Bad Freienwalde liegt mitten im schönen Oderbruch, zwischen den Hügeln der märkischen Schweiz. So hoch sind die, dass es sogar zu Deutschlands nördlichster Ski-Sprung-Anlage reicht. Eine direkte Bahnanbindung nach Berlin dagegen gibt es nicht. Dabei könnte das vieles erleichtern, meint Bürgermeister Ralf Lehmann: "Das würde natürlich für unsere Standortentwicklung positive Effekte bringen."

Lehmann sitzt in seinem Amtszimmer mit Blick auf den Markt. Seit 1994 ist er bereits Bürgermeister, spricht er von SEINEM Bad Freienwalde, wird er ein bisschen sentimental: "Die Gegend, die Landschaft, das Kleinteilige!"

Ja, es gebe Leerstand, es gebe bröckelnde Fassaden, doch gerade in den letzten sieben Jahren sei viel renoviert und gebaut worden, mit privatem Geld und aber auch mit Geld aus der Landeskasse: "Damals war die Stadt Bad Freienwalde ein graues Entlein mit vielen schlechten Fassaden.

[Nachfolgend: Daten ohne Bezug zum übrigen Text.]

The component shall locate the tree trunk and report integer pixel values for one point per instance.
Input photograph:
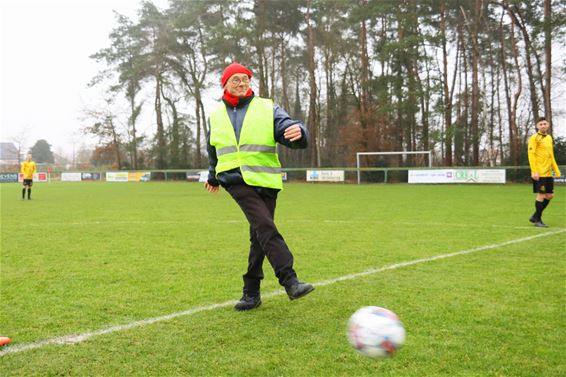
(548, 60)
(160, 162)
(312, 117)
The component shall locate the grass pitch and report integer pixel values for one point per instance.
(80, 258)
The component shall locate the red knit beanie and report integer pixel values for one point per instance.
(233, 69)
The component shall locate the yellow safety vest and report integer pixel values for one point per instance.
(256, 152)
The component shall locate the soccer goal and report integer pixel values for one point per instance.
(402, 154)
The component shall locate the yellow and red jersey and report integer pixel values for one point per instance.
(28, 169)
(541, 155)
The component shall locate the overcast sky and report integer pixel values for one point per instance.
(45, 67)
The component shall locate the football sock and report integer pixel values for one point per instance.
(539, 206)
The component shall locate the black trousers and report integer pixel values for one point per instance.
(266, 241)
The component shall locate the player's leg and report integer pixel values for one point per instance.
(544, 187)
(29, 189)
(261, 221)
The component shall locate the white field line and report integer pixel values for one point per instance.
(283, 221)
(79, 338)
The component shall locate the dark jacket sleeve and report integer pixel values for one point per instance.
(282, 121)
(212, 160)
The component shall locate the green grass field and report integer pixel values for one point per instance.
(80, 258)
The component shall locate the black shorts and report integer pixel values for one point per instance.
(544, 185)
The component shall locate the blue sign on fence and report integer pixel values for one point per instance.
(8, 177)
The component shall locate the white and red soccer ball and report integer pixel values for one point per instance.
(375, 331)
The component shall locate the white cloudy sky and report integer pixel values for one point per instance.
(45, 67)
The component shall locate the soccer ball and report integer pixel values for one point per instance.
(375, 331)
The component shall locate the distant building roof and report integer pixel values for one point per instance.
(8, 153)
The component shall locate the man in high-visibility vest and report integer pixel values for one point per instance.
(542, 162)
(28, 170)
(243, 134)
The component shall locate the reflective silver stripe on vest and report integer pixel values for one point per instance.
(261, 169)
(257, 148)
(226, 150)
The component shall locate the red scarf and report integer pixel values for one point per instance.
(233, 100)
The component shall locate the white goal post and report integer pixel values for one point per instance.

Heute sind wir eine bunte, attraktive Stadt."

Doch die Stadt hat ein gravierendes Problem: Ihr gehen die Menschen aus. Von den gut 12.000 Bewohnern sollen schon 2030 keine zehntausend mehr übrig sein, Tendenz weiter fallend. Vor allem die jungen, die Akademiker und die, die es noch werden wollen, kehren der Stadt den Rücken. Die stemmt sich gegen den Abwärts-Trend mit Kita-und Hort-Ausbau, mit attraktiveren Schulen und Angeboten für die Jugend.

Eigentlich lebt es sich ganz gut in Bad Freienwalde, bestätigen einige Zehntklässler, die vom Gymnasium nach Hause gehen, allerdings: "Ich habe das Gefühl, dass die Stadt zum Teil ein bisschen überaltert." Die Demografen zeichnen tatsächlich ein finsteres Bild: vor allem der so genannte Mittelbau, Menschen im erwerbsfähigen Alter zwischen 20 und 65 Jahren, gehen der Stadt verloren. Es fehlt der Nachwuchs und es fehlen Steuereinnahmen für wichtige Investitionen. Ein Teufelskreis. Auch die Zehntklässler haben nach dem Schulabschluss ein klares Ziel: "Ich will hier wegziehen. Einfach wegen der Arbeit. Weil es hier ja kein Arbeitsangebot gibt."

Arbeit gibt es genug - aber die will keiner

Dabei werden Arbeitskräfte sogar gesucht sagt Malermeister Stefan Mix, der am Stadtrand gerade ein Einfamilienhaus renoviert: "Wir haben genug Arbeit in der Region. Wir sind mehrere Malerfirmen im Kreis und wir tun uns nicht weh." So viele Aufträge hat er, dass er dringend Personal braucht. Das Arbeitsamt vermittelte 15 Arbeitsuchende, von denen kam aber keiner zum Gespräch.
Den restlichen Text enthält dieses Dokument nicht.